Many people signed up, and word of her business quickly spread among Hungarian clubs that operate throughout the United States.
"There are pockets of Hungarians everywhere," she said.
Her biggest problem now making the large-scale operation more manageable. Sending out catalogs to everyone on her list is too expensive, so she is working on ways to pare the list back to about 8,000 or 10,000 people.
Plus, she has the restaurant, though son Ernie runs the daily operations. He also is a math teacher in the Girard schools, so he works at the restaurant in the evenings and on weekends, while other staff handles the lunch business on weekdays.
Caters to people
Elizabeth Szabo said she started thinking of opening a restaurant 10 or 12 years ago when another catalog retailer suggested it.

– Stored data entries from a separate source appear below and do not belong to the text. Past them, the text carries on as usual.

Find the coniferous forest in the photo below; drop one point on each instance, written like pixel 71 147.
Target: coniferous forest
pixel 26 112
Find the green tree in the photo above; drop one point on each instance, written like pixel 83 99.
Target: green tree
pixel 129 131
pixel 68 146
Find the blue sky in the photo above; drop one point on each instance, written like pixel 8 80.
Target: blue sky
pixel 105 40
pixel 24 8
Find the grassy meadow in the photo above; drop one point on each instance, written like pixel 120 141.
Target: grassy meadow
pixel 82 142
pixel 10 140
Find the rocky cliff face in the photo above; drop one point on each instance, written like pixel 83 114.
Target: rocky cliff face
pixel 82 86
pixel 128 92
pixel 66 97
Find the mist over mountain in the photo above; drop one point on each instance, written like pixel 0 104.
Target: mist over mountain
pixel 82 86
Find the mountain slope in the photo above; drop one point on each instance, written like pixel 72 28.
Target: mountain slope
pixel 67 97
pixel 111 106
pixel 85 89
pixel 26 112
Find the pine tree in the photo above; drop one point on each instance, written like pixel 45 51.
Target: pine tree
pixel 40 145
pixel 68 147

Her daughter, Liz Vos of Evansville, Ind., said the family members had kicked around possible locations and finally decided to go forward.
"The idea had incubated long enough," she said.
Szabo and her son, who loves to cook for the family, used some old recipes that had been handed down through the family and others that they had picked up from Hungarian immigrants in the area.
"We get a lot of families that come and say they grew up with this food," Elizabeth Szabo said. "They just don't know how to make it any more."
People have learned to rely on Szabo for more than just Hungarian products and Hungarian food, however. She often gets phone calls from customers who need a translation of a Hungarian word or from people who can't find the village of their ancestors. Others are looking for a particular Hungarian song that their grandfather used to sing.
"I'm service-oriented," she said with a smile. After pausing, she added, "And that's not good."
It's not good because providing such service isn't as easy as it used to be, she said.
"The Lord keeps taking a little bit of my energy all the time," she said.